Washington. Bill Clinton veröffentlich einen Thriller. Es geht um Terroristen, Computerviren – und starke Frauen

    Der leichte Verdruss fängt schon auf dem Buchrücken an: „The President is missing“ (Präsident vermisst). Da denkt man doch mindestens an Entführung. Und heldenhafte Rettung. In Wahrheit aber ist Jonathan Lincoln Duncan – abgesehen von einer kühnen Undercover-Aktion, die ihn aus Weltrettungsgründen aus dem Weißen Haus führt – so gar kein bisschen verschwunden. Sondern als omnipotenter Ich-Erzähler im Stile von Francis Underwood in „House of Cards“ ständig präsent.

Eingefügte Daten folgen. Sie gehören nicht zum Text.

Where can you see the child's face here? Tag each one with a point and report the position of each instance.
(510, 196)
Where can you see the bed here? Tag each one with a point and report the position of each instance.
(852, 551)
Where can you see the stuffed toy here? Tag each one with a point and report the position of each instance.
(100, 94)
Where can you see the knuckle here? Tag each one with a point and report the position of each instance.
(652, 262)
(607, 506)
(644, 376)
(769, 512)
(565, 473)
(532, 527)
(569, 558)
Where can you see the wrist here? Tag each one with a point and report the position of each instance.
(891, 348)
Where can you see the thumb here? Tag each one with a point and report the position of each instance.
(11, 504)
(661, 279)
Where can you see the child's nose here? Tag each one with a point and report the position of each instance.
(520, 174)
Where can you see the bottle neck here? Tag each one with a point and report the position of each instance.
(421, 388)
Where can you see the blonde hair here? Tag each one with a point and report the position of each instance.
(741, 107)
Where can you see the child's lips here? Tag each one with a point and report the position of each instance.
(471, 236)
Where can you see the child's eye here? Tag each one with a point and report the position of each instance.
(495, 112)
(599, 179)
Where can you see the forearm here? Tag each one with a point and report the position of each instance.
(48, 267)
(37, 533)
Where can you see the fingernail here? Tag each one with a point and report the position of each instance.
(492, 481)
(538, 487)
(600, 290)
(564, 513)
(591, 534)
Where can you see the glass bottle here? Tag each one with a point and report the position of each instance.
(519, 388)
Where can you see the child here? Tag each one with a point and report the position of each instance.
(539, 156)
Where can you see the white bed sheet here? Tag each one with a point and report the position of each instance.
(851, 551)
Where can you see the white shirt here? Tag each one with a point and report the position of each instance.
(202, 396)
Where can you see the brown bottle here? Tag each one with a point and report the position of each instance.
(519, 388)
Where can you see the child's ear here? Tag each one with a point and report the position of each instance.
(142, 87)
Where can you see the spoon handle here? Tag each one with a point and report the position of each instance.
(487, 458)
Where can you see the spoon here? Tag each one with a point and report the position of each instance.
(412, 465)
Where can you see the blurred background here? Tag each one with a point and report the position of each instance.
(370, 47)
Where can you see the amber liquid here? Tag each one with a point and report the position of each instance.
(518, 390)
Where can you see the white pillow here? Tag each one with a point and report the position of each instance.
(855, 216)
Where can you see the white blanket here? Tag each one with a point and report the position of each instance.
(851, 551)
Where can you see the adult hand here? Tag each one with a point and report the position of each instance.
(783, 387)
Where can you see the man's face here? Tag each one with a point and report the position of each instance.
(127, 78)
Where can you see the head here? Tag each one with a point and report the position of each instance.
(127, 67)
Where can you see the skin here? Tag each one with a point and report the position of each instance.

    Warum Amerikas Altpräsident Bill Clinton bei seinem jetzt mit einer Startauflage von einer Million Exemplare erschienenen Debüt als Romancier dennoch auf diesen Titel verfiel, erschließt sich auch nicht, wenn man dem Co-Autor des 71-Jährigen zuhört. James Patterson, 375 Millionen Mal erfolgreich gewesener Fließbanderfolgsautor in der Sparte Thriller, hat dem Erstlingswerk von Potus Nr. 42 wenigstens jene vorwärtstreibende Dynamik geliehen, die die teilweise ermüdenden Längen und etwas durchhängenden Spannungsbögen leichter erträglich machen.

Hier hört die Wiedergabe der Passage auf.